Former IRA members involved in organised crime in Republic

Report shows €28 million taken by CAB from 50 people ‘who had PIRA connections ’

Some former Provisional IRA members are now engaged in organised crime in the Republic for personal gain, a new Garda report has concluded.

The assessment by the force also revealed €28 million has been taken by the Criminal Assets Bureau from 50 people "who have had connections or associations to PIRA on the past".

Overall, the Garda assessment finds PIRA has not been recruiting in the Republic since it committed to the peace process in the 1990s and that it has “withered” year on year, to a much greater extent than in the North.

However, there remained serious “legacy issues”, of which defections to still-active dissident groups was one and involvement in organised crime and violence another.


“(There) is clear evidence that a significant number of persons who have been associated with PIRA remain criminally active, particularly in organised crime, and continue to associate together,” the PIRA review for Government says.

“They make full use of their “legacy” reputations and in some cases their former terrorist tactics.

“No evidence has emerged in the course of the review which has been undertaken that this activity is directed by leadership of the organisation or that it is other than for personal gain.”

The Garda's assessment of the PIRA in the Republic was requested by Minister for Justice Frances Fitzgerald in August after the PSNI suggested the PIRA had been involved in the murder of former member Kevin McGuigan, shot dead in Belfast, earlier in the month.

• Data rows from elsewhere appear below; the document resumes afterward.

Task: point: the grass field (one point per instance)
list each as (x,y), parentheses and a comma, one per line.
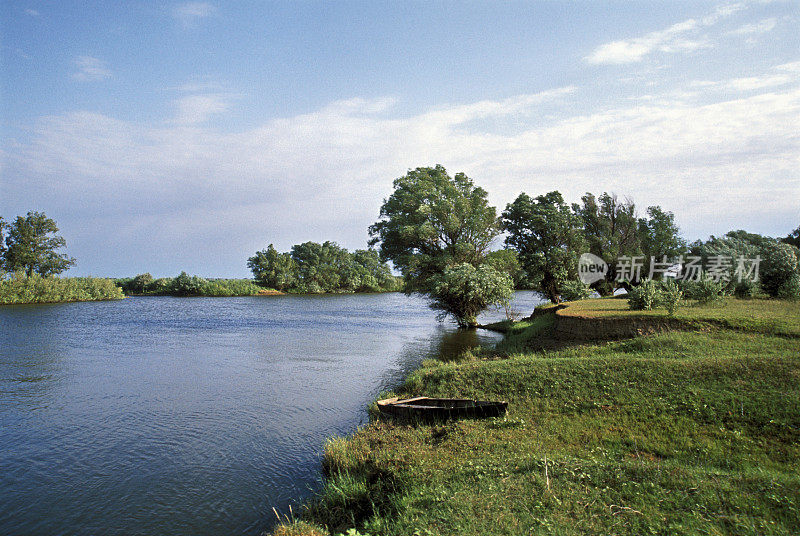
(692,432)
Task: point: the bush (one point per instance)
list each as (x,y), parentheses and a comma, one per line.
(575,290)
(705,291)
(19,288)
(644,297)
(463,291)
(651,295)
(183,285)
(747,288)
(790,289)
(671,296)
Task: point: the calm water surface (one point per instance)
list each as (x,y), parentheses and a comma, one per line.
(197,415)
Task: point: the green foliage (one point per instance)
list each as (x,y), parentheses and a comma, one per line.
(548,238)
(315,268)
(30,244)
(272,269)
(780,269)
(21,288)
(573,290)
(645,296)
(184,285)
(671,295)
(747,288)
(611,230)
(790,288)
(629,437)
(779,261)
(463,291)
(793,238)
(433,222)
(651,294)
(705,291)
(507,262)
(659,237)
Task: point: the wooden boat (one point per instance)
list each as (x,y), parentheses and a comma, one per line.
(422,407)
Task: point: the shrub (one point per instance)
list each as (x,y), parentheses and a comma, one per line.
(671,295)
(183,285)
(645,297)
(463,291)
(790,289)
(746,288)
(575,290)
(19,288)
(705,290)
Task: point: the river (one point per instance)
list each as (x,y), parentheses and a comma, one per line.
(159,415)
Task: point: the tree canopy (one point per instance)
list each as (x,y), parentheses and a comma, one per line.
(327,267)
(431,223)
(660,237)
(793,238)
(548,237)
(30,245)
(611,232)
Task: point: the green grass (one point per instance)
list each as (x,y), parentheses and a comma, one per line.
(694,432)
(18,289)
(759,315)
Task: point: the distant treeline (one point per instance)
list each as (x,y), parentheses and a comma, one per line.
(186,285)
(35,288)
(311,267)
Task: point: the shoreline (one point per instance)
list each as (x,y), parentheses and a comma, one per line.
(468,471)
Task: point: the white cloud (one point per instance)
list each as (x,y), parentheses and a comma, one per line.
(194,109)
(322,175)
(681,37)
(189,14)
(764,26)
(90,69)
(778,76)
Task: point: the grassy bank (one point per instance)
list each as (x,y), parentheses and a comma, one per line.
(690,432)
(18,289)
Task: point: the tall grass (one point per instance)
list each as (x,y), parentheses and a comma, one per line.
(19,288)
(694,432)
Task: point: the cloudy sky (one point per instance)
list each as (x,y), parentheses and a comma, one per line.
(185,136)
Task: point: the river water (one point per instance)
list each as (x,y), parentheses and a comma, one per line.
(158,415)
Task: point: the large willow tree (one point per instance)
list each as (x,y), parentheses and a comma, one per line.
(434,228)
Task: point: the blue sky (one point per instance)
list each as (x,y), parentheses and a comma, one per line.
(185,136)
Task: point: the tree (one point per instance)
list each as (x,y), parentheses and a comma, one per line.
(272,269)
(433,222)
(320,266)
(140,283)
(548,237)
(611,232)
(506,261)
(184,285)
(463,291)
(31,245)
(660,237)
(778,269)
(793,238)
(3,226)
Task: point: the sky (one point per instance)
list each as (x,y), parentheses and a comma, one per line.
(170,136)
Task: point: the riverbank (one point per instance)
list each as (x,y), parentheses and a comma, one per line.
(21,289)
(691,429)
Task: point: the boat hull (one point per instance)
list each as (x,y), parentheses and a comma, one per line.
(441,408)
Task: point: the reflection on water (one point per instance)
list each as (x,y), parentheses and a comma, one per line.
(177,416)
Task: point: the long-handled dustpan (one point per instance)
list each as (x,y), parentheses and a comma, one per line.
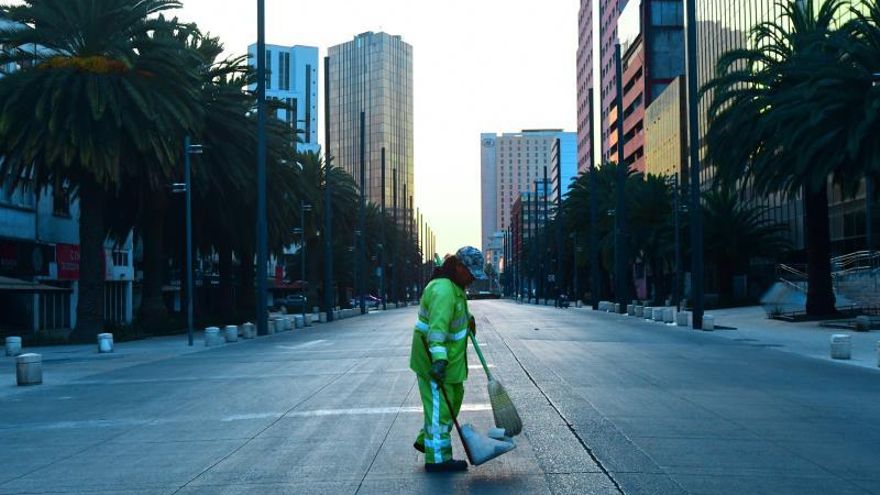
(478,448)
(502,407)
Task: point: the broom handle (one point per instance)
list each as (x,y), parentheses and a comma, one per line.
(480,354)
(467,451)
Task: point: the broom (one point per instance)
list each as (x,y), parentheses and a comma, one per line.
(502,407)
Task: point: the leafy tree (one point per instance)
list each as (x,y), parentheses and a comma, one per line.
(737,232)
(757,125)
(105,94)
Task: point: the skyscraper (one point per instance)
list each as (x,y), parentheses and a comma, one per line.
(584,83)
(510,164)
(292,78)
(373,74)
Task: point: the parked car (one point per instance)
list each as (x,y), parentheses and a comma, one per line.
(292,302)
(369,300)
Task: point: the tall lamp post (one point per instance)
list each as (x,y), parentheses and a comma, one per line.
(869,192)
(262,222)
(303,208)
(694,150)
(185,187)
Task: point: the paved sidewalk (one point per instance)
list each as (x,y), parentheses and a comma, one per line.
(751,326)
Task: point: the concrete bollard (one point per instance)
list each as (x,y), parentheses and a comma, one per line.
(682,318)
(841,346)
(657,314)
(105,343)
(29,369)
(13,346)
(212,337)
(231,333)
(708,322)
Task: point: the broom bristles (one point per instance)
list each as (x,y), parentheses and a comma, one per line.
(503,409)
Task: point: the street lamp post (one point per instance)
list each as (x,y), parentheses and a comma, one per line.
(594,217)
(363,213)
(303,208)
(186,188)
(694,150)
(622,273)
(869,192)
(262,225)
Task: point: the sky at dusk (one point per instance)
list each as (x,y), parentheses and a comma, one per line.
(479,66)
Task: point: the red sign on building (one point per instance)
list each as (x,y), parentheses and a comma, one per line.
(67,257)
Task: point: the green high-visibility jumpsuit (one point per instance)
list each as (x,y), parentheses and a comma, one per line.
(443,326)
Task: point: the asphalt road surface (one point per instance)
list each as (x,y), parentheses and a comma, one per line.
(610,404)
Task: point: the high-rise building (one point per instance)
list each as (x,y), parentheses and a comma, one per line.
(651,35)
(373,74)
(723,26)
(584,84)
(292,78)
(666,133)
(563,168)
(510,163)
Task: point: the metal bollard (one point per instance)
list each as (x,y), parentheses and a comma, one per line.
(231,333)
(105,343)
(212,337)
(841,346)
(29,369)
(13,346)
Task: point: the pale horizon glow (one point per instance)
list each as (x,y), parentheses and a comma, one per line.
(479,66)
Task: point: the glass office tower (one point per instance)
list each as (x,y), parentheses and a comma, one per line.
(373,74)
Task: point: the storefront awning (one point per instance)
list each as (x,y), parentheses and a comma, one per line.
(14,284)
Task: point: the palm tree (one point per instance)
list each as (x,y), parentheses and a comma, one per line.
(104,93)
(736,233)
(757,125)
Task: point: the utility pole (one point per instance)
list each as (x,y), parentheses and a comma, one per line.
(395,254)
(363,219)
(328,200)
(186,188)
(382,243)
(546,243)
(694,150)
(595,269)
(262,225)
(621,274)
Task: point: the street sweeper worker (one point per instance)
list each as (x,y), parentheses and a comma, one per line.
(438,355)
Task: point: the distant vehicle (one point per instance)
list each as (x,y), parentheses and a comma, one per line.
(292,301)
(369,300)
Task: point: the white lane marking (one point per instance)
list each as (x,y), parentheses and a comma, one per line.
(130,422)
(300,346)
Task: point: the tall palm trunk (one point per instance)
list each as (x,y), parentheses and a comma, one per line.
(90,304)
(153,311)
(248,298)
(227,307)
(820,295)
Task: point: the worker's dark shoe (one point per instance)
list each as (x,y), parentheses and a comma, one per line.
(446,467)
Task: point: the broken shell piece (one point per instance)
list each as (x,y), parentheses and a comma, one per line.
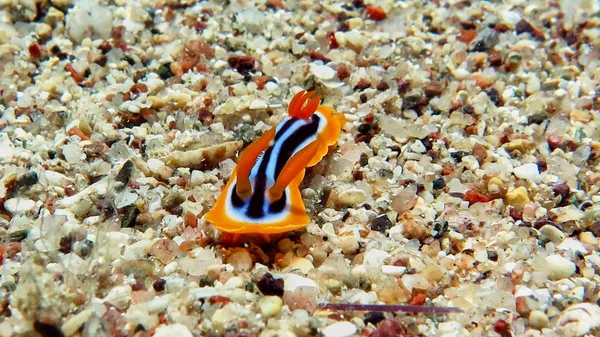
(579,319)
(204,157)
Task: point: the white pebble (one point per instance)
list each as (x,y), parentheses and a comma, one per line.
(74,323)
(258,104)
(126,199)
(322,72)
(119,296)
(574,245)
(554,234)
(579,319)
(73,153)
(418,147)
(533,84)
(19,205)
(393,270)
(339,329)
(170,330)
(56,179)
(558,267)
(528,171)
(155,164)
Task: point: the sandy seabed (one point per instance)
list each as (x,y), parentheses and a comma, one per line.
(467,174)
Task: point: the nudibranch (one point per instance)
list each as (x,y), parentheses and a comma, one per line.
(263,194)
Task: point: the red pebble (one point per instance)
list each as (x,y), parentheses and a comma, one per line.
(375,13)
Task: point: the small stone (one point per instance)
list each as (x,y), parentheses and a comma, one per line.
(155,165)
(554,234)
(496,188)
(582,116)
(517,197)
(74,323)
(270,286)
(579,319)
(528,171)
(533,84)
(573,245)
(349,244)
(521,145)
(405,200)
(334,286)
(300,264)
(241,260)
(242,63)
(302,297)
(19,205)
(433,273)
(350,197)
(393,270)
(415,281)
(119,296)
(164,250)
(381,224)
(538,319)
(418,147)
(171,330)
(258,104)
(323,72)
(373,317)
(73,153)
(438,184)
(557,267)
(339,329)
(414,229)
(391,327)
(485,40)
(159,285)
(270,305)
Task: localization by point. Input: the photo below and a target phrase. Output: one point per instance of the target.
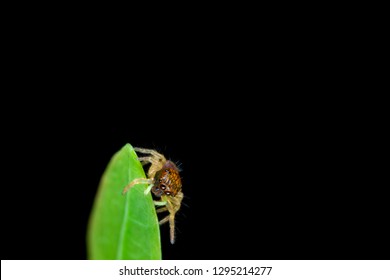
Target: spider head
(167, 180)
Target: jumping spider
(164, 182)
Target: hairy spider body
(167, 180)
(164, 182)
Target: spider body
(164, 182)
(167, 180)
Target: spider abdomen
(167, 180)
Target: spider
(164, 182)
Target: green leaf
(123, 226)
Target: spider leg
(159, 203)
(136, 182)
(163, 221)
(172, 227)
(162, 209)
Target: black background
(277, 163)
(266, 182)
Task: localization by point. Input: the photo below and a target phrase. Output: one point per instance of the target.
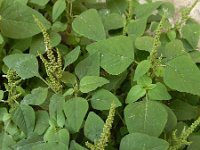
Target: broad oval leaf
(102, 100)
(93, 126)
(159, 92)
(182, 74)
(140, 141)
(72, 56)
(17, 20)
(89, 25)
(90, 83)
(144, 43)
(135, 93)
(24, 117)
(75, 110)
(147, 117)
(37, 96)
(90, 66)
(26, 65)
(42, 122)
(56, 107)
(142, 68)
(117, 53)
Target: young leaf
(135, 93)
(24, 117)
(26, 65)
(89, 25)
(58, 8)
(140, 141)
(72, 56)
(75, 110)
(159, 92)
(102, 100)
(90, 83)
(117, 53)
(93, 126)
(142, 68)
(147, 117)
(37, 96)
(17, 20)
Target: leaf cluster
(88, 74)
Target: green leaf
(72, 56)
(42, 122)
(37, 96)
(113, 21)
(76, 146)
(59, 136)
(145, 81)
(191, 32)
(147, 117)
(37, 43)
(50, 146)
(69, 78)
(40, 3)
(4, 115)
(58, 9)
(183, 110)
(142, 68)
(17, 20)
(102, 100)
(26, 65)
(159, 92)
(135, 93)
(173, 49)
(139, 141)
(90, 83)
(56, 107)
(182, 74)
(89, 25)
(144, 43)
(117, 53)
(6, 141)
(171, 121)
(28, 143)
(24, 117)
(137, 27)
(90, 66)
(93, 126)
(75, 110)
(195, 140)
(117, 6)
(145, 10)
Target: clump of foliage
(84, 74)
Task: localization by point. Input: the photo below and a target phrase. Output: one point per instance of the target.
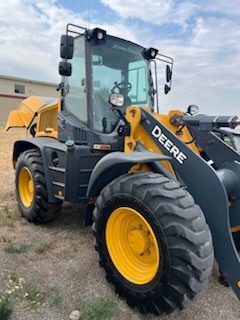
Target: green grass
(21, 248)
(102, 309)
(5, 308)
(4, 239)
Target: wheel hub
(138, 241)
(132, 245)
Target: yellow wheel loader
(161, 191)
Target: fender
(116, 164)
(44, 145)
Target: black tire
(31, 189)
(183, 240)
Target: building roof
(27, 80)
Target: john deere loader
(161, 191)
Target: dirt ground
(47, 271)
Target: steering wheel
(121, 86)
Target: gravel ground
(61, 266)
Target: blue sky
(203, 38)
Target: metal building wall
(10, 100)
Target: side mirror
(116, 99)
(65, 68)
(66, 47)
(168, 74)
(166, 89)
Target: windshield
(236, 139)
(118, 66)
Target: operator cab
(96, 65)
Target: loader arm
(204, 183)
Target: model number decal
(168, 144)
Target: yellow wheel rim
(132, 245)
(26, 187)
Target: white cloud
(154, 12)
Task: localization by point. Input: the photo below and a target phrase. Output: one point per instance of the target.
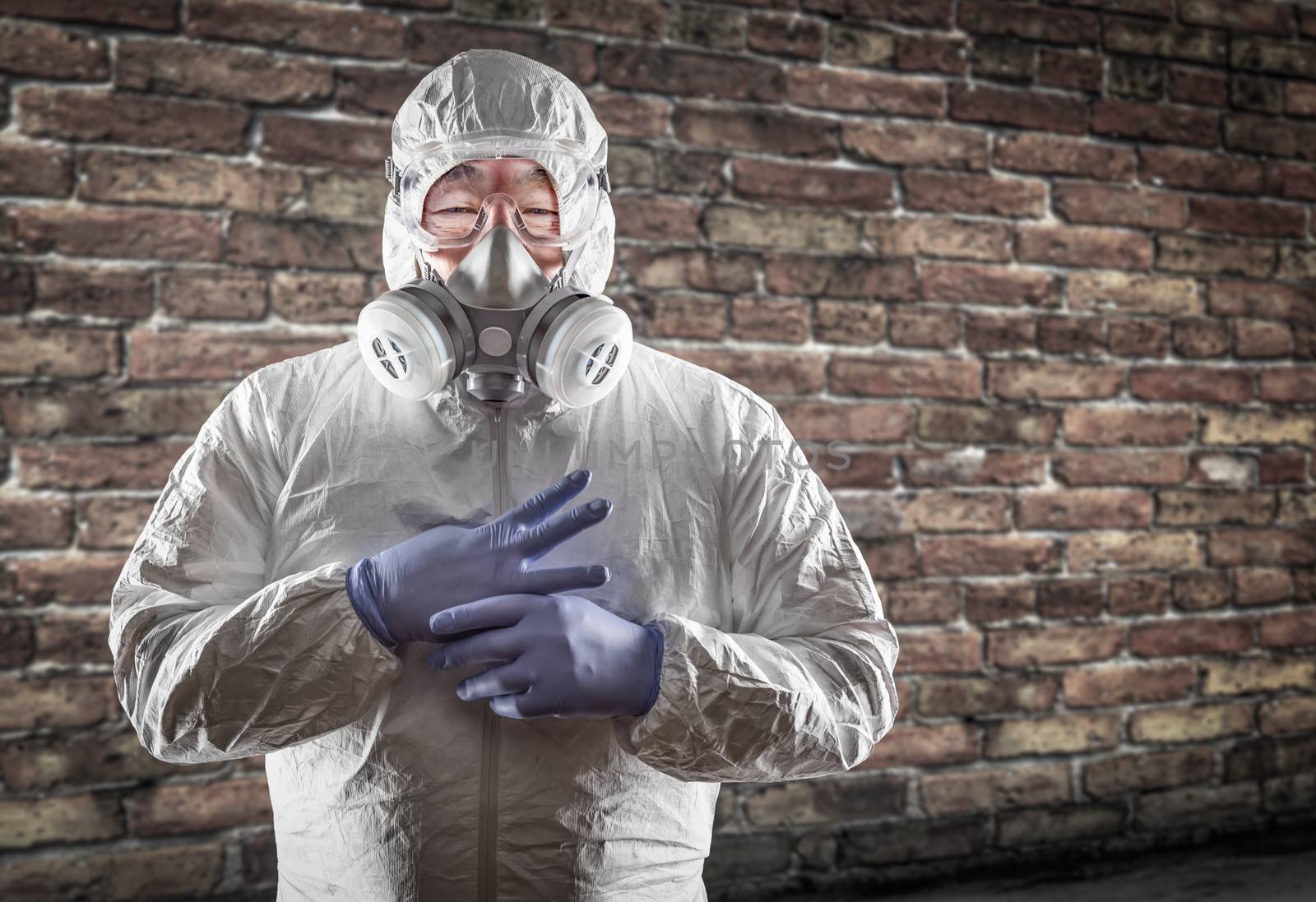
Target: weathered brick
(1083, 246)
(35, 521)
(1257, 428)
(690, 74)
(916, 144)
(1195, 722)
(903, 377)
(827, 801)
(824, 421)
(1110, 687)
(61, 353)
(762, 372)
(74, 579)
(192, 807)
(118, 233)
(938, 236)
(1094, 551)
(966, 425)
(1059, 823)
(1031, 380)
(1123, 469)
(298, 26)
(1052, 735)
(1128, 118)
(1272, 136)
(433, 39)
(178, 179)
(1258, 675)
(100, 291)
(56, 701)
(786, 35)
(855, 45)
(1152, 39)
(1142, 770)
(1145, 208)
(1024, 109)
(848, 322)
(1210, 807)
(1054, 154)
(957, 192)
(813, 186)
(123, 875)
(832, 233)
(39, 412)
(49, 52)
(994, 789)
(865, 92)
(925, 746)
(131, 118)
(25, 823)
(980, 555)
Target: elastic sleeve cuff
(362, 596)
(657, 668)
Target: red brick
(1191, 636)
(865, 92)
(1145, 208)
(298, 26)
(1078, 509)
(48, 52)
(956, 192)
(688, 74)
(1054, 154)
(1023, 21)
(433, 39)
(761, 131)
(1083, 246)
(1241, 217)
(1186, 383)
(916, 144)
(96, 114)
(813, 186)
(905, 377)
(54, 351)
(1026, 109)
(1128, 118)
(118, 233)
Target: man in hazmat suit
(563, 734)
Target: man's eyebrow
(466, 173)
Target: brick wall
(1046, 269)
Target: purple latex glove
(399, 590)
(561, 655)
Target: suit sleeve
(803, 685)
(211, 660)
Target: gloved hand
(568, 656)
(399, 590)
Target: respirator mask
(497, 320)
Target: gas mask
(499, 322)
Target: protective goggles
(578, 183)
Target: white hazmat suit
(234, 634)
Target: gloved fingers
(544, 538)
(537, 508)
(490, 645)
(506, 680)
(561, 579)
(530, 704)
(484, 613)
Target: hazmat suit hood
(480, 90)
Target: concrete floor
(1189, 877)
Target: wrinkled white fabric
(234, 636)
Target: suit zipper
(487, 859)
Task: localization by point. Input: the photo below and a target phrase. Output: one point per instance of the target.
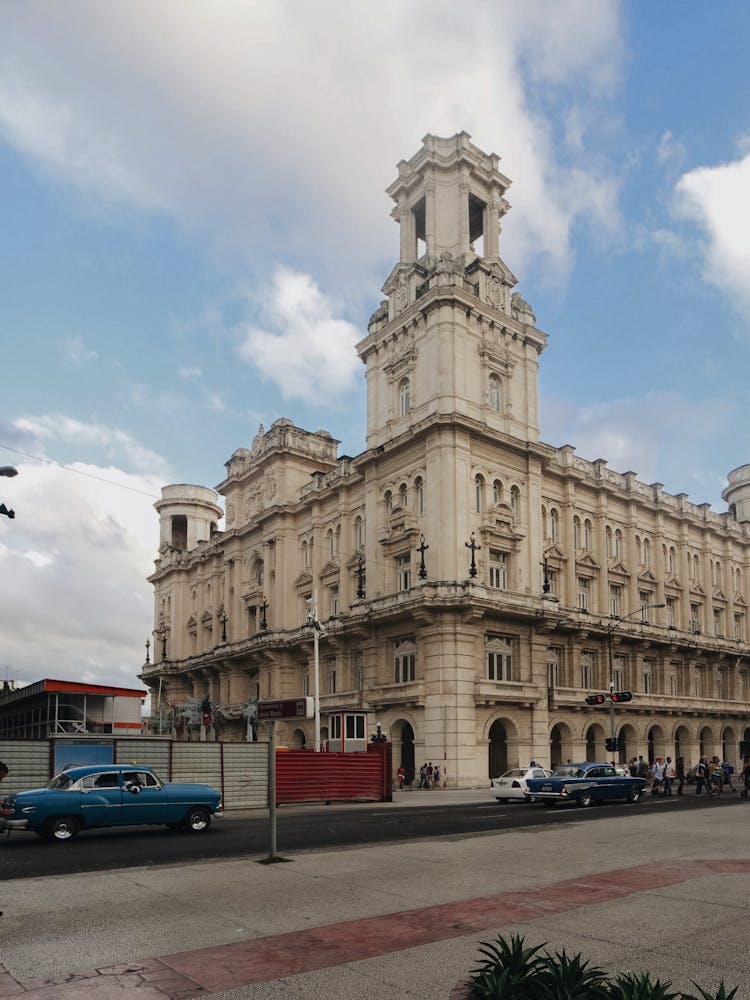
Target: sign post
(270, 711)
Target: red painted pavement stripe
(228, 966)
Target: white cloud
(217, 129)
(621, 431)
(76, 558)
(302, 346)
(716, 199)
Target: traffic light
(595, 699)
(618, 696)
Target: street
(310, 827)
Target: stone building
(473, 583)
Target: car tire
(197, 820)
(61, 828)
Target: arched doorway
(498, 750)
(595, 743)
(407, 751)
(681, 743)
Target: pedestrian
(669, 775)
(680, 770)
(657, 775)
(745, 778)
(702, 778)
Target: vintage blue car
(91, 796)
(584, 784)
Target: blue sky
(195, 232)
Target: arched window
(419, 495)
(494, 393)
(478, 494)
(515, 500)
(404, 396)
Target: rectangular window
(355, 727)
(553, 666)
(645, 599)
(718, 628)
(671, 612)
(615, 600)
(587, 670)
(498, 570)
(405, 663)
(403, 564)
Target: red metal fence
(305, 776)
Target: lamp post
(312, 620)
(617, 620)
(9, 471)
(472, 544)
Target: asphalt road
(302, 828)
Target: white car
(512, 784)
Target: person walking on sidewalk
(702, 779)
(669, 775)
(680, 771)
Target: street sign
(287, 708)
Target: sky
(194, 232)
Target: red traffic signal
(618, 696)
(595, 699)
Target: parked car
(92, 796)
(512, 784)
(584, 784)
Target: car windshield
(60, 781)
(568, 771)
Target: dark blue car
(92, 796)
(584, 784)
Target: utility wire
(79, 472)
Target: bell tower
(451, 339)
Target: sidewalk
(392, 922)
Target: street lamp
(617, 620)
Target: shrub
(509, 970)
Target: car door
(101, 799)
(143, 798)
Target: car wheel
(197, 820)
(61, 828)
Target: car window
(60, 781)
(108, 779)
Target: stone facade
(474, 584)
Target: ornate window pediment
(587, 565)
(303, 581)
(329, 569)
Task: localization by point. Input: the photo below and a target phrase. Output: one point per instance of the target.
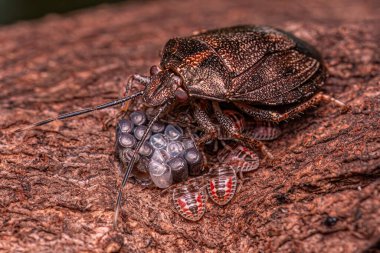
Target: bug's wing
(274, 76)
(241, 47)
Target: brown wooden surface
(58, 183)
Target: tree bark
(58, 183)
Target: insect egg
(127, 140)
(179, 169)
(125, 126)
(160, 155)
(158, 141)
(146, 149)
(138, 117)
(173, 132)
(139, 132)
(158, 127)
(160, 174)
(175, 148)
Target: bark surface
(58, 183)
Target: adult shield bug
(266, 73)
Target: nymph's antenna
(133, 160)
(82, 111)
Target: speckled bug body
(266, 73)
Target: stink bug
(190, 200)
(266, 73)
(222, 184)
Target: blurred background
(14, 10)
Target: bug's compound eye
(154, 70)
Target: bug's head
(164, 85)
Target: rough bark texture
(58, 183)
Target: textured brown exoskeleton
(266, 73)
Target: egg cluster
(167, 155)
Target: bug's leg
(204, 121)
(268, 115)
(135, 83)
(233, 131)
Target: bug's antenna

In her correspondence to the Government accompanying the assessment of PIRA, Garda Commissioner Nóirín O’Sullivan said it had never been the force’s view that “PIRA had disbanded and accordingly ceased to exist”.

Instead, any assessment of the PIRA’s current status would always be “inevitably complex”, especially since some of those previously associated with it were now part of “a wider movement which includes a political party”.

Defections of former members to dissident groups and the involvement of other former members in organised crime aside, the Garda assessment gives the PIRA a clean bill of health in its transition from terrorist group to political campaign.

There was, for example, “clear intelligence and evidence” of former members “adopting exclusively political or community roles”, while other former members “have ceased to be active in the republican movement in any capacity”.

However, the “significant” number of defections from the former ranks of PIRA to dissident groupings was continuing to cause serious problems.

For example, from November 1st, 2010, to the present, 70 people have been charged with membership of an illegal organisation or related offences – including explosives and firearms crimes – with 33 having past associations with PIRA.

None of those charged was linked to the PIRA when charged. But the rivalry between both sides was an issue.

“Defections to dissident groups is often accompanied by acrimony, threats and physical attacks between former close associates, sometimes resulting in violent attacks on each other,” the Garda assessment says.